Lo que hace que *A Sou ka!* destaque, incluso siendo una pieza tan breve y desconocida para el público internacional, es su autenticidad. No busca vender figuras de acción ni crear un universo complejo. Es, en esencia, una ventana a la estética del Japón de mediados de los ochenta. La animación de este tipo de clips solía ser mucho más artesanal y directa que la de los grandes estudios de la época, permitiendo que los artistas experimentaran con estilos visuales que raramente verías en una producción de alto presupuesto. Es un pedazo de historia que captura cómo la televisión pública japonesa intentaba conectar con las familias a través de melodías pegajosas y visuales sencillos.
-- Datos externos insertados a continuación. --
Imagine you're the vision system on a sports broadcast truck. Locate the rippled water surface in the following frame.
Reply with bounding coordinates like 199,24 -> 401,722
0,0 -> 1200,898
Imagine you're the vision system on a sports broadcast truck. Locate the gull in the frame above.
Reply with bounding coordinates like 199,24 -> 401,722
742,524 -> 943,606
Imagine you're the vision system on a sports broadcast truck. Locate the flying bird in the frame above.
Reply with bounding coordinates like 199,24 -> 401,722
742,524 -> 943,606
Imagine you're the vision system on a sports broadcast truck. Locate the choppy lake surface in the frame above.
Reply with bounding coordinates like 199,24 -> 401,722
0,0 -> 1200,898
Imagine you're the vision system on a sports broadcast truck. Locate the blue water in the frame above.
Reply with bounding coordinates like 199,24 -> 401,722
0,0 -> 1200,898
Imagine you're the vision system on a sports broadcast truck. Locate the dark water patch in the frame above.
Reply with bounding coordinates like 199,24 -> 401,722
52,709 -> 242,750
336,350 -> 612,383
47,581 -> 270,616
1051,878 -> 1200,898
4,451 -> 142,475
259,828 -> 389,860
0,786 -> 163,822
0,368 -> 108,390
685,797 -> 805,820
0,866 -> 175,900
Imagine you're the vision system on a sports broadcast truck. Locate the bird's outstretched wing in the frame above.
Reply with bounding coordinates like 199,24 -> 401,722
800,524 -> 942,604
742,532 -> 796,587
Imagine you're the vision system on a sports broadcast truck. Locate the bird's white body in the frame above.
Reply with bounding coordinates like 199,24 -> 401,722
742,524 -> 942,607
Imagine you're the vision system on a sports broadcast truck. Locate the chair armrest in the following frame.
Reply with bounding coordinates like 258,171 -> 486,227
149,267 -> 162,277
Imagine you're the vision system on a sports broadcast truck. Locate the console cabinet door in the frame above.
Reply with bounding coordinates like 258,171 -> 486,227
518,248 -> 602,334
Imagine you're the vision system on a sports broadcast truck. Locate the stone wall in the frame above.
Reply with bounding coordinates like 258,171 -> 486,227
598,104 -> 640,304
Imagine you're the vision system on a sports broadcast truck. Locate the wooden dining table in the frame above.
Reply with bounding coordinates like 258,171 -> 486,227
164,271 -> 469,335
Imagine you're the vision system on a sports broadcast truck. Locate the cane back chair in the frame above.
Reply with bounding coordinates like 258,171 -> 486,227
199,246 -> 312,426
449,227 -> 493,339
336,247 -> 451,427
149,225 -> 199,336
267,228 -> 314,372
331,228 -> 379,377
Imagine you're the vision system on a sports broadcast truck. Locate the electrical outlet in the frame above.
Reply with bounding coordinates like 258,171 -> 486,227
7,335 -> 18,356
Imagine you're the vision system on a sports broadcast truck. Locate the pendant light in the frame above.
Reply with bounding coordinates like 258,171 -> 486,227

Si hoy intentamos ver *A Sou ka!*, no debemos buscar una trama profunda o una evolución de personajes. Lo que encontraremos es una curiosidad histórica, un destello de la cultura pop japonesa que existía mucho antes de que el anime se convirtiera en un fenómeno global masivo. Es un ejercicio de nostalgia pura: un vistazo a cómo se veía y se escuchaba la televisión en Japón hace casi cuatro décadas, cuando el entretenimiento no necesitaba ser un evento cinematográfico para dejar una marca en la memoria de una generación. Es, en definitiva, una oportunidad para apreciar la sencillez de una época donde la animación servía, ante todo, para acompañar una buena canción.
¿Para quién es?
* Entusiastas de la historia de la animación y la cultura televisiva japonesa de los años 80.
* Curiosos que disfrutan de descubrir piezas musicales y visuales olvidadas por el tiempo.
* Personas que buscan una experiencia de visionado breve, relajada y sin complicaciones narrativas.